Au-delà de ça, je crois qu’il ne faut pas hésiter : c’est une occasion unique de se dépayser que le statut de chercheur permet et dont il faut pouvoir profiter. En plus, les Québécois sont demandeurs et ils accueillent volontiers des chercheurs.ses belges sur leurs campus. Le FNRS et le FRQ ont l’habitude de travailler ensemble. Le Programme de Bourses d’excellence pour étudiants étrangers offre différents types de financements pour des séjours de plus ou moins longue durée, et propose notamment des mandats postdoctoraux intéressants. La Belgique francophone a droit à sa quote-part, ce qui en fait un financement relativement accessible. Dans le cadre d’une recherche doctorale, un séjour est aussi l’occasion d’une bouffée d’oxygène et, même s’il reste consacré à nos activités scientifiques habituelles, permet de les penser différemment, entouré qu’on est de chercheurs aux horizons et pratiques peut-être distinctes des nôtres : quand on rentre, le travail de thèse est nécessairement envisagé de manière un peu différente !

Si vous en aviez l’occasion, seriez-vous prêt à refaire un séjour de recherche à l’Université de Trois-Rivières ?

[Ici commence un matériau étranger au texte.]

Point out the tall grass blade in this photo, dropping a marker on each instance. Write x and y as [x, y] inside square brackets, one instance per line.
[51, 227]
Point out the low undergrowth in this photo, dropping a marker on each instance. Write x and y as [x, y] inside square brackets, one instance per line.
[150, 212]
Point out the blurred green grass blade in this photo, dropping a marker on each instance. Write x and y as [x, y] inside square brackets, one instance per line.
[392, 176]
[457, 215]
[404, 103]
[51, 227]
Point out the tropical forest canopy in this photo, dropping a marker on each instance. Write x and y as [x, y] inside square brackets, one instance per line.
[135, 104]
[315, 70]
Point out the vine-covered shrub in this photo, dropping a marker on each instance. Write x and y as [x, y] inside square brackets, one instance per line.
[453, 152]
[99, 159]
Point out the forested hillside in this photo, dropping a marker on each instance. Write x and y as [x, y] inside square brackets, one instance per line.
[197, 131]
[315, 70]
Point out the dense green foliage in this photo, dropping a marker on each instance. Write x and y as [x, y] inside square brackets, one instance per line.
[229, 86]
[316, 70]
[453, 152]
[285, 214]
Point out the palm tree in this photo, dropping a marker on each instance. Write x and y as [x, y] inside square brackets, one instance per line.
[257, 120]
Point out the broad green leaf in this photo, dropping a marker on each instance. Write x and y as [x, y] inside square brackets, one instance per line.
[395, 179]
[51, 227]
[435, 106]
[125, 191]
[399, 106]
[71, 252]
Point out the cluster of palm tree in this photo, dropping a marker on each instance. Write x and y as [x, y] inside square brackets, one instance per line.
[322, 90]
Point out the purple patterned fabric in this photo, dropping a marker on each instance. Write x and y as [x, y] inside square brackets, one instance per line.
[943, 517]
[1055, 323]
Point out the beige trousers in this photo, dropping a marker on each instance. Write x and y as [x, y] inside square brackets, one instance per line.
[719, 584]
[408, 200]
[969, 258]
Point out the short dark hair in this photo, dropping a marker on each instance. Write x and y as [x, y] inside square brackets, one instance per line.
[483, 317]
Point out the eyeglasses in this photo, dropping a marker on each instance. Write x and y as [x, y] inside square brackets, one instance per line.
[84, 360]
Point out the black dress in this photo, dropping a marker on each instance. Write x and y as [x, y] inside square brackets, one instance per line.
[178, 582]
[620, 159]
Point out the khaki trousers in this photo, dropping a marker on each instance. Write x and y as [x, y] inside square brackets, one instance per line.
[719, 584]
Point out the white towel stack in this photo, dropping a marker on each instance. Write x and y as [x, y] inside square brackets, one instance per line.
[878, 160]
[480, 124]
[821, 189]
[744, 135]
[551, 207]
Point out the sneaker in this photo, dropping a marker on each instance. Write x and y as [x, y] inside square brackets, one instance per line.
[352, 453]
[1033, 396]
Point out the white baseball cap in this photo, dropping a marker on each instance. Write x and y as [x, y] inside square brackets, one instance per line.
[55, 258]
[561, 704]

J’aimerais avoir l’occasion de repartir à l’étranger au cours de ma carrière scientifique, bien sûr, mais pas nécessairement au Québec. J’ai pris le temps de découvrir et de profiter du pays : quitte à repartir à l’étranger, je préférerais en découvrir un autre. Mais j’y retournerais volontiers pour de plus courts séjours pour travailler avec Jonas Campion, ou organiser des manifestations scientifiques avec lui.

- Virgile Royen

Références

  1. En octobre 1970, le FLQ enleva coup sur coup un attaché commercial britannique et le ministre provincial du Travail québécois. Ce dernier fut retrouvé mort une semaine plus tard.